Bus Fare: Collected Writings on London’s Most Loved Means of Transport by Travis Elborough and Joe Kerr, published by AA Publishing. [This review was first published on the London Society website in December 2018]
More than the tube, more than the car, more than the railways, or the bicycle, or the cab, it is the bus that moves London. Over 8,000 scheduled buses across 700 different routes lead to nearly 2 billion bus journeys being made every year. And the red double-decker is an instantly recognised symbol of – in fact, a shorthand for – the capital, featuring on countless postcards and uncountable photographs.
We can thank George Shillibeer who, 190 years ago – 4 July 1829 – introduced the first service (based on the Paris ‘omnibus’) running from Paddington to Bank along the New Road (now called the Euston Road). The fare was one shilling – a reasonable sum, and beyond the pockets of the working class.
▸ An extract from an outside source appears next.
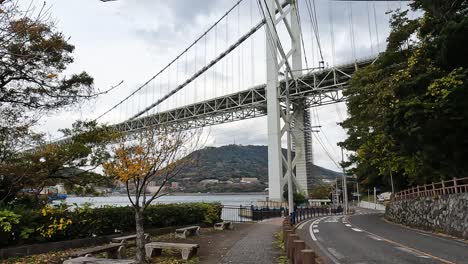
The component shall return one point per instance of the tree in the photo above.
(34, 57)
(408, 111)
(71, 161)
(149, 157)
How this bit of inspired entrepreneurism from a Bloomsbury coach-builder grew to its current network is told in an excellent new book called Bus Fare, a collection of reportage, fiction, history, letters, biography, facts and figures, and other writings on and about buses and their cultural impact, edited by Travis Elborough (who has form, having previously published a book on the Routemaster) and Professor Joe Kerr, “an architectural historian and bus driver at Tottenham garage”.
Here one can read about the origins of the service and how quickly buses became an accepted and necessary component of the machine of the metropolis. There are Victorian criticisms – of their efficiency, reliability, and cost; of conductors, drivers and one’s fellow passengers – that one can still hear today; some wonderful facts – in the 1890s a contemporary writer estimated that there were some 20,000 horses employed by the bus companies, or that the fixed bus stops that we know were not fully implemented until the 1940s (until then one could hail or get off a bus at any point). We read about the buses commandeered to transport troops on the Western front in WW1, and how the service kept running through the Blitz in WW2; how the service recruited from the West Indies in the 1950s; the long, slow battles for racial and sexual equality (the first female bus driver started work only in 1974), and the pressures of budgets, privatisation, and rising and falling demand.
On the way we meet Lenin observing the capitalist system from the top deck, Michael Foot catching the number 24 each day, Kenneth Williams on the number 1 and Will Self in Stockwell Bus Garage. We find out why routes are numbered as they are, the origin of the ‘man on the Clapham omnibus’, and why buses are red. There are stories of dodgy business dealings, sharp practice, and political manoeuvring and expediency; we hear the voices of drivers and conductors (who, over 150 years, have many of the same grumbles), get ourselves acquainted with the classic buses – including the ‘RT’ and, of course, the Routemaster, the sight of which can still make men of a certain age go misty-eyed.
As well as all this we get closer to why the bus holds such an important place in the hearts of Londoners and the psyche of the city, how it has permeated our culture from Dickens to Woolf to Flanders + Swan, to Harry Potter. For all their faults, for all our complaints, it is (broadly) true as the editors assert “tourists take the Tube, Londoners take the bus”. There are around 100 pieces in the collection, some just a paragraph and none more than half a dozen pages and, although (of course) variable, there seem to be no duds in the selection. It’s a book that can be read as a ‘linear’ history, or dipped into. Recent protests over route changes show just how embedded the bus is in the life of London and Bus Fare is a reflection in print of this relationship “endlessly criticised…yet relied upon by all …and held in great affection by most of their passengers”.